L’équation oméga-3 / inflammation se joue sur la dose utile d’EPA et DHA, la durée, et le reste du mode de vie. Un pattern alimentaire riche en poissons gras et pauvre en ultra-transformés fait déjà la moitié du travail ; le complément sert à combler un écart, pas à racheter une assiette inflammatoire six jours sur sept.
Ratio oméga-6 / oméga-3 : utile, pas obsessionnel
On lit partout qu’il faudrait un ratio magique. En pratique, baisser les huiles industrielles riches en oméga-6 (fritures, snacks) et monter EPA/DHA marche mieux que de calculer un ratio à deux décimales.

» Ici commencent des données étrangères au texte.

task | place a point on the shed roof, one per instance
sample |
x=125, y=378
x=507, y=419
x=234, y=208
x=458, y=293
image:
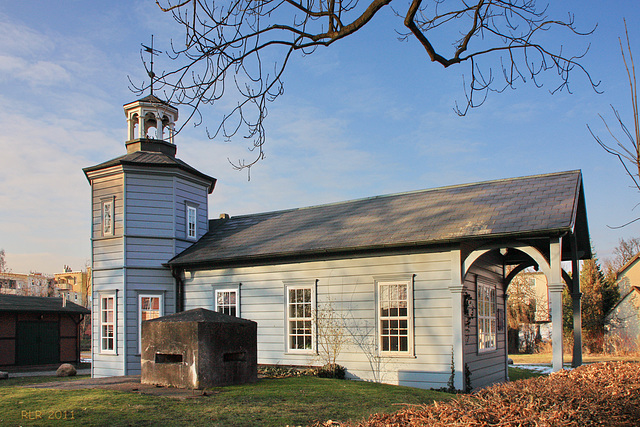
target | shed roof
x=199, y=315
x=38, y=304
x=540, y=205
x=154, y=159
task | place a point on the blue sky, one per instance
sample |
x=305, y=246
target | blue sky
x=370, y=115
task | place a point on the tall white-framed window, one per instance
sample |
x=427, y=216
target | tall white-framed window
x=150, y=306
x=192, y=221
x=108, y=316
x=395, y=316
x=301, y=302
x=227, y=301
x=487, y=336
x=108, y=217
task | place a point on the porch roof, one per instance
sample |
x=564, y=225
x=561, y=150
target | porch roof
x=527, y=207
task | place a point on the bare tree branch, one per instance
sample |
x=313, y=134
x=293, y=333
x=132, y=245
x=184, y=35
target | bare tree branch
x=221, y=59
x=627, y=153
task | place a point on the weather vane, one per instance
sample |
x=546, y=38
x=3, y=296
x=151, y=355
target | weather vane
x=151, y=52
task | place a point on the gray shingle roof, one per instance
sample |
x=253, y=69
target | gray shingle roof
x=39, y=304
x=528, y=206
x=151, y=158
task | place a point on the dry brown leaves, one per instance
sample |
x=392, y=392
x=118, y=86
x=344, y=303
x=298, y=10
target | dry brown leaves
x=603, y=394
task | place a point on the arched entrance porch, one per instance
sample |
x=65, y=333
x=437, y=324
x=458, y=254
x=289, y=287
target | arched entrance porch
x=545, y=255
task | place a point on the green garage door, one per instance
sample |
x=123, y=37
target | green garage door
x=37, y=343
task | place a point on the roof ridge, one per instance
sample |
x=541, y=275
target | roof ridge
x=403, y=193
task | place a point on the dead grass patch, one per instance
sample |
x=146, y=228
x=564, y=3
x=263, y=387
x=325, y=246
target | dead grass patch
x=604, y=394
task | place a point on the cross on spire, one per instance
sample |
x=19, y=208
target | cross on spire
x=151, y=52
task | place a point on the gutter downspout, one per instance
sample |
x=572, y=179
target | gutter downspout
x=176, y=272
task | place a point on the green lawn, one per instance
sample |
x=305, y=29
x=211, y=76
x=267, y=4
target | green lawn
x=270, y=402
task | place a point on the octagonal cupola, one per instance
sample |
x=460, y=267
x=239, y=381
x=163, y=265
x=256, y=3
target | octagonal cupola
x=151, y=125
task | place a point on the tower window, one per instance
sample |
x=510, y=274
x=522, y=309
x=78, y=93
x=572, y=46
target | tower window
x=108, y=212
x=192, y=217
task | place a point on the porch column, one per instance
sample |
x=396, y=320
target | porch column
x=457, y=319
x=555, y=292
x=577, y=328
x=576, y=295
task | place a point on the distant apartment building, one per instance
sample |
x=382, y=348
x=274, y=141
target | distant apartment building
x=32, y=284
x=75, y=285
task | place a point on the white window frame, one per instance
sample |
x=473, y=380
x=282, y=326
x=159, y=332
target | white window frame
x=160, y=296
x=307, y=317
x=114, y=324
x=235, y=305
x=487, y=323
x=382, y=284
x=191, y=232
x=108, y=211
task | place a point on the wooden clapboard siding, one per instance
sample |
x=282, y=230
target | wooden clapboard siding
x=150, y=229
x=348, y=285
x=111, y=184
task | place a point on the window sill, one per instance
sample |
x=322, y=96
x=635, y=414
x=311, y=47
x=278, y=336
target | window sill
x=299, y=352
x=397, y=355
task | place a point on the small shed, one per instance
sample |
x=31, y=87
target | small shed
x=39, y=330
x=197, y=349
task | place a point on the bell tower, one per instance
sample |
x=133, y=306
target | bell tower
x=150, y=125
x=147, y=207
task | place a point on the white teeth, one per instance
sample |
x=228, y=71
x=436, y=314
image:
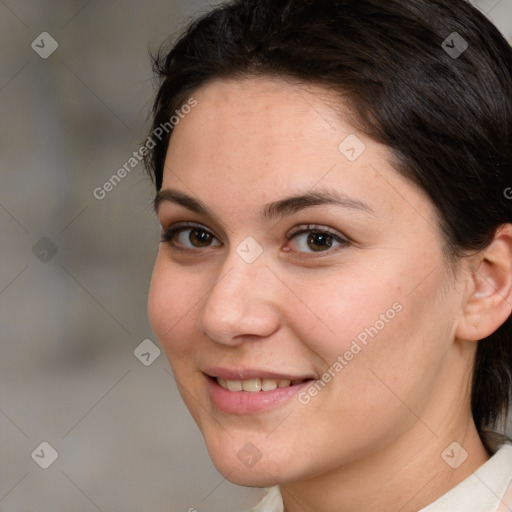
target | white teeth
x=234, y=385
x=268, y=384
x=253, y=385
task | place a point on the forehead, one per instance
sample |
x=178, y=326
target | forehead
x=258, y=139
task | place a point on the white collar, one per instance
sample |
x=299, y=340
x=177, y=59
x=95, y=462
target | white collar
x=488, y=489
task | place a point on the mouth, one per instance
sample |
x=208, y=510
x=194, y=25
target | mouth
x=250, y=392
x=258, y=384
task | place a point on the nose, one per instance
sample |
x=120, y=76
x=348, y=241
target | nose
x=243, y=303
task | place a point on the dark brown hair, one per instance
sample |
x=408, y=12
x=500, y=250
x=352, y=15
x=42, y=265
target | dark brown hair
x=444, y=110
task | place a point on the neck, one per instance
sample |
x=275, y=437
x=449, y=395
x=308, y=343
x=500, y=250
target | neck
x=407, y=476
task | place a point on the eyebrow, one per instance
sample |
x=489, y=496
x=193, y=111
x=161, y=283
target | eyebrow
x=274, y=210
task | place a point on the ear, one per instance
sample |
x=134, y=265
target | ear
x=488, y=303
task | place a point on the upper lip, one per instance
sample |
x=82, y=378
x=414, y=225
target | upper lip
x=252, y=373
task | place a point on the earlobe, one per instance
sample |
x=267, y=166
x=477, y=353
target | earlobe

L’huile de tournesol en literie quotidienne pèse plus que l’absence d’une gélule. L’huile d’olive, le colza, les noix et le poisson rééquilibrent le terrain sans tableau Excel.
Combien de temps avant de juger
Sur un marqueur comme les triglycérides, plusieurs semaines suffisent souvent à voir une tendance. Sur une douleur articulaire ou un confort cutané, donne-toi huit à douze semaines à dose utile, avec un carnet simple (douleur 0-10, raideur matinale, applications de crème). Si rien ne bouge, arrête plutôt que d’augmenter sans fin.
Un bilan lipidique avant/après (sous avis médical) reste le feedback le plus objectif pour beaucoup d’adultes métaboliques.